Inflation Measurements
% change, y-o-y, seasonally adjusted

Data current as of January 25, 2023
Sources: Bureau of Economic Analysis, Bureau of Labor Statistics
Information is subject to change and is not a guarantee of future results.

Chart 1: 1:43– Now in regard to inflation, there are several measurements that are out there. The most popular is this one here, the consumer price index, or CPI, has been around since the early 1900s. It’s used often for cost-of-living adjustments, most notably with Social Security, but with many other contracts too. It is a price measurement of a fixed basket of goods and services.

But this, although it’s popular with many people, is not the Fed’s most favorite measurement of inflation.

That one belongs to the PCE, or the personal consumption expenditures price index, the blue line in this chart. Now often, when the Fed’s looking at this, they focus much more on the core number, meaning that they take away the volatile food and energy components.
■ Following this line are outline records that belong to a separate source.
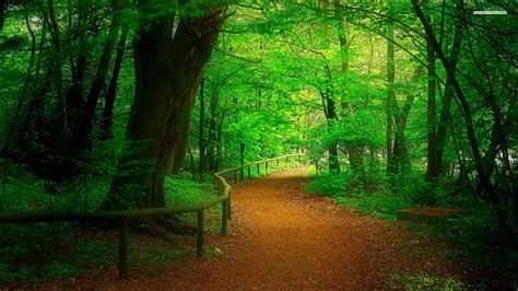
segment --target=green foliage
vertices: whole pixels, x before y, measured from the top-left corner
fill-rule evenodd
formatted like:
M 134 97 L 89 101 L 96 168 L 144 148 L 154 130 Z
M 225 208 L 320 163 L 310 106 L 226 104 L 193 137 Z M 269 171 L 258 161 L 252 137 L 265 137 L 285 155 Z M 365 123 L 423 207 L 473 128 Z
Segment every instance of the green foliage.
M 439 278 L 427 273 L 415 276 L 392 275 L 391 280 L 397 288 L 404 290 L 469 290 L 469 288 L 460 281 L 451 278 Z
M 350 172 L 316 177 L 306 185 L 305 191 L 331 196 L 338 203 L 358 213 L 382 219 L 396 219 L 396 211 L 416 206 L 404 196 L 385 193 L 382 188 L 365 191 Z
M 211 179 L 192 181 L 187 173 L 183 173 L 181 176 L 166 176 L 164 186 L 166 202 L 169 206 L 202 202 L 215 194 Z
M 343 197 L 346 195 L 346 176 L 348 174 L 329 174 L 314 179 L 304 188 L 306 193 L 319 194 L 330 197 Z
M 63 279 L 79 273 L 79 269 L 67 263 L 50 263 L 42 266 L 42 272 L 46 277 Z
Yes, the Fed does know that households spend an awful lot of money on food and energy, but the Fed cannot control those prices through monetary policy. Energy prices tend to be dictated by geopolitical issues, and food prices tend to be dictated by weather or, to some extent, geopolitical issues that we’ve seen in the last few years.

But the PCE price index, as it’s called for short, is a more accurate measurement of price changes based on actual consumer spending. It allows for substitution, so for example, if beef prices are too high and a homeowner decides to buy chicken instead, that will be reflected in the pricing here. That does not happen with the CPI because that’s a fixed basket of goods and services.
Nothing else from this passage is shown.